Monsieur le Premier Ministre,
Le processus de colonisation à l’œuvre en Palestine, met en péril chaque jour un peu plus la possibilité même de la solution à deux Etats dont le principe est pourtant constamment rappelé par la France. Prenant la mesure de cette situation, et dans un souci de cohérence avec ses dénonciations de principe de la colonisation, l’Union européenne a publié le 19 juillet dernier des « lignes directrices » excluant des aides financières de l’Europe les activités israéliennes dans les colonies.
La France de son côté qui réaffirme avec constance son souci de contribuer à une juste solution du conflit ne peut demeurer passive face à ces faits accomplis lourds de menaces.
Voilà plusieurs années que les Consuls généraux européens en poste à Jérusalem et Ramallah recommandent des mesures concrètes pour y faire obstacle. Dans le même sens, le 22 mars dernier, le Conseil des droits de l’homme de l’ONU, dans une résolution adoptée à l’unanimité moins une voix, a demandé à tous les Etats « de prendre les mesures qui s’imposent pour faire en sorte que les entreprises commerciales domiciliées sur leur territoire et/ou relevant de leurs compétences, y compris celles qui sont la propriété de l’État ou contrôlées par l’État, qui ont des activités dans les colonies de peuplement ou des activités en relation avec les colonies respectent les droits de l’homme dans toutes leurs activités ».
L’Autorité palestinienne, par la voie de son président Mahmoud Abbas, en a également fait la demande dernièrement à la France et aux autres gouvernements européens.
Les Pays-Bas viennent de nous donner un exemple concret d’application de ces prescriptions. Ainsi leur Ministre des Affaires étrangères a déconseillé à l’entreprise Royal Haskoning de participer à la conception d’une usine de traitement des eaux usées à Jérusalem-Est, ce projet exposant la compagnie à l’accusation de violation du droit international et la mettant donc en insécurité juridique. L’Allemagne avait déjà, en 2011 avec les mêmes arguments, dissuadé la Deutsche Bahn de participer au projet de train rapide Tel Aviv-Jérusalem qui doit traverser les territoires palestiniens occupés.
La France doit elle aussi dissuader les entreprises françaises de participer à des projets profitant aux colonies et s’opposant de ce fait à toute solution politique pérenne.
Elle peut, par la publication de principes directeurs fixant des règles de conduite claires à l’attention des entreprises françaises, déconseiller les transactions financières et commerciales avec des entreprises ou institutions israéliennes qui participent directement à la colonisation et aux violations du droit international, du droit international humanitaire et des droits de l’homme.

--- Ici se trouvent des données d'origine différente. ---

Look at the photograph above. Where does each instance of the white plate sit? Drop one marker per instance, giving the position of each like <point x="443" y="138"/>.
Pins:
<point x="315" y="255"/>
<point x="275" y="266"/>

Monsieur le Premier Ministre, en émettant de tels principes directeurs, la France mettra elle aussi ses actes en conformité avec ses principes et affirmera qu’il ne peut y avoir de solution politique durable au conflit en dehors du droit.
Dans l’attente de votre réponse, je vous prie de croire, Monsieur le Premier Ministre en ma profonde considération.